Newborn screening (NBS) measures T cell receptor excision circle (TREC) counts in infants to identify infants with potential primary immunodeficiency. Low TREC counts are associated with T cell lymphopenia (TCL). Infants are considered to have idiopathic TCL if no cause for the lymphopenia is found. By convention, infants whose T cell counts normalize within 12 months of birth are considered to have transient TCL. This study aimed to characterize and differentiate infants with transient and persistent idiopathic TCL across demographic, immunologic, perinatal, and postnatal factors. There were 53 infants referred to an academic medical center for idiopathic TCL between September 2010 and August 2021, following abnormal NBS at a gestational age of at least 37 weeks. They were evaluated for CD3+, CD4+, and CD8+ T cell counts. Demographic, immunologic, perinatal, and postnatal data were collected from the electronic health record. Chi-square analysis was performed for mode of delivery, neonatal intensive care unit (NICU) stay, and hospitalization within 12 months of birth. Descriptive statistics were calculated and Mann-Whitney tests performed for assessing initial TREC counts, initial T cell counts, and birth weight by gestational age percentile. Of the 53 infants evaluated, 28 had transient while 25 had persistent idiopathic TCL. The transient cohort was 60.7% male and 28.6% African-American, and 35.7% had Medicaid. The persistent cohort was 60.0% male and 32.0% African-American, and 56.0% had Medicaid. The cohorts did not differ by mode of delivery (χ2(1,N = 52) = 3.71, p = 0.054), NICU stay (χ2(1,N = 51) = 0.11, p = 0.735), or postnatal hospitalization (χ2(1, N = 49) = 0.82, p = 0.365).

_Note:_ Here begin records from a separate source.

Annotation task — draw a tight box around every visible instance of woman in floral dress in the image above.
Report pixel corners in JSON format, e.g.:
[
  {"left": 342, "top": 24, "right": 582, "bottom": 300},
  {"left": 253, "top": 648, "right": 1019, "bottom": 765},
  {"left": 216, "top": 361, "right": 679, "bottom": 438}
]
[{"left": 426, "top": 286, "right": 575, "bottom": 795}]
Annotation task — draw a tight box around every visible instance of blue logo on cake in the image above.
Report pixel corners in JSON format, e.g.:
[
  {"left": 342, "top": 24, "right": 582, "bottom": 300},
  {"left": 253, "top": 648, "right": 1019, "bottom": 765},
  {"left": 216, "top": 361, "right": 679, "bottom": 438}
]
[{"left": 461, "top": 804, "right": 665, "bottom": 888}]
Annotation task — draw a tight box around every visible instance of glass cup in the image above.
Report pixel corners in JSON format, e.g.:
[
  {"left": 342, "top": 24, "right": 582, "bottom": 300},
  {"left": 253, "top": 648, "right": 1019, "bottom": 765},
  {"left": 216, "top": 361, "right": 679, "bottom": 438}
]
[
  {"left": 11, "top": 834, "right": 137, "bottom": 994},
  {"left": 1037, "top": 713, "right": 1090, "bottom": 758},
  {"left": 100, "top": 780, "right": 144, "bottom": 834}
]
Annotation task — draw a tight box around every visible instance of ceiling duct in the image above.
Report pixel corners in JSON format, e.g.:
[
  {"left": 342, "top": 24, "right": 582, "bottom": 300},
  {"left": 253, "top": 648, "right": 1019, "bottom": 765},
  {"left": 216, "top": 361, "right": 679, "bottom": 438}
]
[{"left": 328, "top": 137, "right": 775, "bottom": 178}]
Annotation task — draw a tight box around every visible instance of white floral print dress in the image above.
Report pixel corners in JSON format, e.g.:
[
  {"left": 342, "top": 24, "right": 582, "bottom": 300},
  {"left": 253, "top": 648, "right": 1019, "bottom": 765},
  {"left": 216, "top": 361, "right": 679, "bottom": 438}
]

Persistent lymphopenic infants had significantly lower median CD3+ (1176 vs. 2144 cells/µL; p < 0.001), CD4+ (866 vs. 1460 cells/µL; p < 0.001), and CD8+ (293 vs. 539 cells/µL; p = 0.003) counts than transient lymphopenic infants, but did not differ by median TREC count (73 vs. 52 TRECs/µL; p = 0.219) or birth weight percentile (41st vs. 20th percentile; p = 0.363). In our cohort, persistent idiopathic TCL infants had lower initial T cell counts than transient infants. None of the other factors differed between the groups. Future research should evaluate for differences across other relevant factors, including maternal health factors and other relevant perinatal and postnatal factors.